I haven't even thought about this. Seems like thing are going to become (if it wasn't already) crazy scarce and/or expensive.


----------



## mlx john (Mar 22, 2010)

I have bicycle repair business. Many components are completely unavailable right now. No derailleurs, shifters, pedals, brakes, etc. available from QBP, BTI and even directly from Shimano and Sram. Everything from XTR to Deore, XX1 to SX.
When things do come into stock, they are bought up by bike shops/businesses in minutes.
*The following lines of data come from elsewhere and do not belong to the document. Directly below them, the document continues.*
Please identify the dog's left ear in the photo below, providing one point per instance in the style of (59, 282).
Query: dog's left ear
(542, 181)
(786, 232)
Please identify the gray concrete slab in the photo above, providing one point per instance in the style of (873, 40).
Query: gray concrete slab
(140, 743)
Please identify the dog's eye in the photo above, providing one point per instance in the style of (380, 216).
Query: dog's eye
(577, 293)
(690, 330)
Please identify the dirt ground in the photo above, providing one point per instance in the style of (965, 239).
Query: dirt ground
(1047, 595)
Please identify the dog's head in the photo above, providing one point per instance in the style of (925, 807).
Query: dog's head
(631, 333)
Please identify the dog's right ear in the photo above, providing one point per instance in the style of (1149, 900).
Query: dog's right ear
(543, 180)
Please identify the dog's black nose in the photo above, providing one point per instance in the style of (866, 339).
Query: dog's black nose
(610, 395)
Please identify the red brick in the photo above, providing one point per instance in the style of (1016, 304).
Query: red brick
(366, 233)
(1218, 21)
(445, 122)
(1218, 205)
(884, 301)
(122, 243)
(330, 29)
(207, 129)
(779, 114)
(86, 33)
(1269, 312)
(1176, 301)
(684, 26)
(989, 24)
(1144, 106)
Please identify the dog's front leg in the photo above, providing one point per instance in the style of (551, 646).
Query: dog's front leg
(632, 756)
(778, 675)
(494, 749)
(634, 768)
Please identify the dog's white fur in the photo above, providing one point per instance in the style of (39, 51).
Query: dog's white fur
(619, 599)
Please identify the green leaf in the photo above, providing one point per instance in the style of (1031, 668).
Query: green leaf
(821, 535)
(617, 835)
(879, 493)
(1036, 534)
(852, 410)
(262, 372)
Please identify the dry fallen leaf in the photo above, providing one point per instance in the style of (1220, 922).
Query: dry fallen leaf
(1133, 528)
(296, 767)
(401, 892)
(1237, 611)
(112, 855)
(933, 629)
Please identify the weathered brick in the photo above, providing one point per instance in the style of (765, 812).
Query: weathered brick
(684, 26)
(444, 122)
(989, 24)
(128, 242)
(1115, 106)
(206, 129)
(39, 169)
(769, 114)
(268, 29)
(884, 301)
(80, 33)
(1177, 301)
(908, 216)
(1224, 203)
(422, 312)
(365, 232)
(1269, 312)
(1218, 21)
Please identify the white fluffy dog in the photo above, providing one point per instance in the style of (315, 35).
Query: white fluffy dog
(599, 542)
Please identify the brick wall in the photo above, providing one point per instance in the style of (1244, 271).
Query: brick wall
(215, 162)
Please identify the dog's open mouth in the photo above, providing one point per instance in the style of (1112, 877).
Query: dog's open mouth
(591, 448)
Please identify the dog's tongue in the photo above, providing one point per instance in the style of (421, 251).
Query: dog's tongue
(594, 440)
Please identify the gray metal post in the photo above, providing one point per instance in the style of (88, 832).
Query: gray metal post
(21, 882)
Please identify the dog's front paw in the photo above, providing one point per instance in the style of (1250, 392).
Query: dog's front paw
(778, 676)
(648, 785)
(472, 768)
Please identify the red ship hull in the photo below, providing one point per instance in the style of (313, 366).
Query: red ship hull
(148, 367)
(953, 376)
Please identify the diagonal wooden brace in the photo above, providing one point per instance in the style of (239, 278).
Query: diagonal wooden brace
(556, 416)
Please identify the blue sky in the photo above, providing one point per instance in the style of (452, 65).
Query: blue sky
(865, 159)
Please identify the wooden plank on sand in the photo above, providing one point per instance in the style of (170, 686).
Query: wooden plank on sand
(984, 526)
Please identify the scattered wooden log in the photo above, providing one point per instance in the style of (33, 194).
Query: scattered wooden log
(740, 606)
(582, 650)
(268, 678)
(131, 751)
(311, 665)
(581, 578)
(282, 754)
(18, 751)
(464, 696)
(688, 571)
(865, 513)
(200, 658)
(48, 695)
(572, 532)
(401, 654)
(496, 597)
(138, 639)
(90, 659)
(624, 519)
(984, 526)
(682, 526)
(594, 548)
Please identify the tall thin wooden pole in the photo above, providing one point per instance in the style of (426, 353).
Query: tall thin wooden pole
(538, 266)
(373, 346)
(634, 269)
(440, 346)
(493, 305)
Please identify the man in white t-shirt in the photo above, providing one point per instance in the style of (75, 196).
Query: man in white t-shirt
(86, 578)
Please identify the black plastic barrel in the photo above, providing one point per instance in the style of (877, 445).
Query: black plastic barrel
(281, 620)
It's a blessing and a curse I guess.


----------



## bikesdirect (Nov 7, 2006)

Prices are being forced up by increases in component costs, dropping value of USD, soaring ocean freight costs, and general other pressures from the shortage

its really sad, as it takes many new cyclists out of the market
and what we all want are more people on bikes


----------



## {|xDi|} (Dec 2, 2020)

DtEW said:


> Somebody in emtbforums posted this article which describes the crisis in the industry.
> 
> 
> 
> ...


Yea that's why i bought the bike & tv i wanted when i saw them in stock because there's no telling when the next opportunity would have came my way. Now that i have what i need i can enjoy them as long as nothing breaks then I'm up a messy creek with no paddle lol


----------



## Flyer (Jan 25, 2004)

Yeah, component pricing is going up like mad...just like lumber prices and everything else. Inflation plus major supply issues. No more bikes for me till later this year....maybe.


----------



## sml-2727 (Nov 16, 2013)

When I went to my local Trek dealer looking for a Rail he told me he’s expecting his next rail in December!!! Luckily he found me one out of state.


----------